Mable Anthony, Complainant,v.Patrick R. Donahoe, Postmaster General, United States Postal Service (Southwest Area), Agency.

Equal Employment Opportunity CommissionFeb 22, 2012
0120111956 (E.E.O.C. Feb. 22, 2012)

0120111956

02-22-2012

Mable Anthony, Complainant, v. Patrick R. Donahoe, Postmaster General, United States Postal Service (Southwest Area), Agency.




Mable Anthony,

Complainant,

v.

Patrick R. Donahoe,

Postmaster General,

United States Postal Service

(Southwest Area),

Agency.

Appeal No. 0120111956

Agency No. 4G-720-0064-10

DECISION

Complainant filed an appeal from the Agency’s February 11, 2011 Final

Decision concerning her equal employment opportunity (EEO) complaint

alleging employment discrimination in violation of Title VII of the

Civil Rights Act of 1964 (Title VII), as amended, 42 U.S.C. § 2000e

et seq. and the Age Discrimination in Employment Act of 1967 (ADEA),

as amended, 29 U.S.C. § 621 et seq. For the following reasons, the

Commission AFFIRMS the Agency’s Final Decision.

BACKGROUND

At the time of events giving rise to this complaint, Complainant worked

as a Postmaster at the Agency’s Mariana Post Office facility in

Mariana, Arkansas. On July 1, 2010, Complainant filed an EEO complaint

alleging that the Agency discriminated against her on the bases of

race (African-American), age (64), and reprisal for prior protected

EEO activity under Title VII of the Civil Rights Act of 1964 the Age

Discrimination in Employment Act of 1967 when:

The Agency denied Complainant’s February 5, 2010 National Performance

Assessment (NPA) Ratings Recourse request for fiscal year 2009, and she

did not receive an increase in salary as a result.

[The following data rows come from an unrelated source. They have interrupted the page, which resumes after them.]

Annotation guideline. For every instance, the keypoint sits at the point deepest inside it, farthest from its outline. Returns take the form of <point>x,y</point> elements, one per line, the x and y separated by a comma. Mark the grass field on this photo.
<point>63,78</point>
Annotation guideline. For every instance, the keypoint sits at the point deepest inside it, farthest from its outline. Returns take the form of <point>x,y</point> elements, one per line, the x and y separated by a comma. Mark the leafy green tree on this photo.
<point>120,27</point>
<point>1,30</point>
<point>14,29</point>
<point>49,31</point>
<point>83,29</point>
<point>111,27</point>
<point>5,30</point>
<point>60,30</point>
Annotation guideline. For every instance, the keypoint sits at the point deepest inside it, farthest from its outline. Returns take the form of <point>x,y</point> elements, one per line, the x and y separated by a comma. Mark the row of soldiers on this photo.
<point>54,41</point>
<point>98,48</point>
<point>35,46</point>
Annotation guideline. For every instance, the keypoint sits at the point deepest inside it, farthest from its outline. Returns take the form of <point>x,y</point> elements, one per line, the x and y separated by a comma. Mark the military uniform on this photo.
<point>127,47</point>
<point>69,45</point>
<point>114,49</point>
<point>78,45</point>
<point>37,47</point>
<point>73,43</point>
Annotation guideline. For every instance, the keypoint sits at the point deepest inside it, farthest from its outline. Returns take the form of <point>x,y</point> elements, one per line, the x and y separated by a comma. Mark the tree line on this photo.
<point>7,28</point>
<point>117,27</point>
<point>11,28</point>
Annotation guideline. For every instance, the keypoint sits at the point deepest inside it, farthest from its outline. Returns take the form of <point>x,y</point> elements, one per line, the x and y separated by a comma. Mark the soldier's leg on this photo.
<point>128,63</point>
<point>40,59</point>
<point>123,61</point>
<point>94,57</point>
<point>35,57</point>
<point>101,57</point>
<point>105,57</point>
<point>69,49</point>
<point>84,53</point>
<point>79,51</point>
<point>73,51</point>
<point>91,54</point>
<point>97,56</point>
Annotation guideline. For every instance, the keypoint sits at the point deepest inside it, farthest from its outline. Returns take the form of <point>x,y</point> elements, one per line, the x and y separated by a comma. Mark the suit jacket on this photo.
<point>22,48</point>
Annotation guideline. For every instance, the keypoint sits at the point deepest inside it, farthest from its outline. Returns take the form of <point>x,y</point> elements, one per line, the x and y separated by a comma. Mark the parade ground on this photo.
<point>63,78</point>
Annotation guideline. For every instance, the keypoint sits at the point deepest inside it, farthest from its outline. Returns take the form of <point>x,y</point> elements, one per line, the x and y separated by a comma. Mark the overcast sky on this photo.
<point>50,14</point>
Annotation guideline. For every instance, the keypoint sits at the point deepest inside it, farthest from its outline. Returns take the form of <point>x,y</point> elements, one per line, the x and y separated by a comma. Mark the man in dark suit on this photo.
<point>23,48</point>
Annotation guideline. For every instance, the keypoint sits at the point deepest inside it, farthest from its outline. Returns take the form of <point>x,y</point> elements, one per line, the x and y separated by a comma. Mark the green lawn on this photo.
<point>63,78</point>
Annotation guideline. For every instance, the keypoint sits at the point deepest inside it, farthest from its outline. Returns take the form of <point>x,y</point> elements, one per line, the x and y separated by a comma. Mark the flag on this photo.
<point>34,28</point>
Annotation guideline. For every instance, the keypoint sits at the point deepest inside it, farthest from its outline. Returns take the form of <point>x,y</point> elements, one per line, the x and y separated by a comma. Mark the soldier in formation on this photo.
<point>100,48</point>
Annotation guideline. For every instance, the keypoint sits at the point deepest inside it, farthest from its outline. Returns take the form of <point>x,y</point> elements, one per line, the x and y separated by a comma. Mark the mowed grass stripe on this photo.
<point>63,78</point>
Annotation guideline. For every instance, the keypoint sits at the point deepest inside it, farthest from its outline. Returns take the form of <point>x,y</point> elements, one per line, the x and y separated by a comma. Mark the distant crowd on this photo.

At the conclusion of the investigation, the Agency provided Complainant

with a copy of the report of investigation and notice of her right to

request a hearing before an EEOC Administrative Judge (AJ). In accordance

with Complainant’s request, the Agency issued a Final Decision pursuant

to 29 C.F.R. § 1614.110(b). Agency’s February 11, 2011 Final Agency

Decision (Ag Decision), Record on Appeal (ROA) at 43.

In its Decision, the Agency found that Complainant failed to establish

a prima facie case of race or age discrimination because Complainant

failed to identify any similarly situated employees, not in her protected

classes, who received a raise under the same or similar circumstances.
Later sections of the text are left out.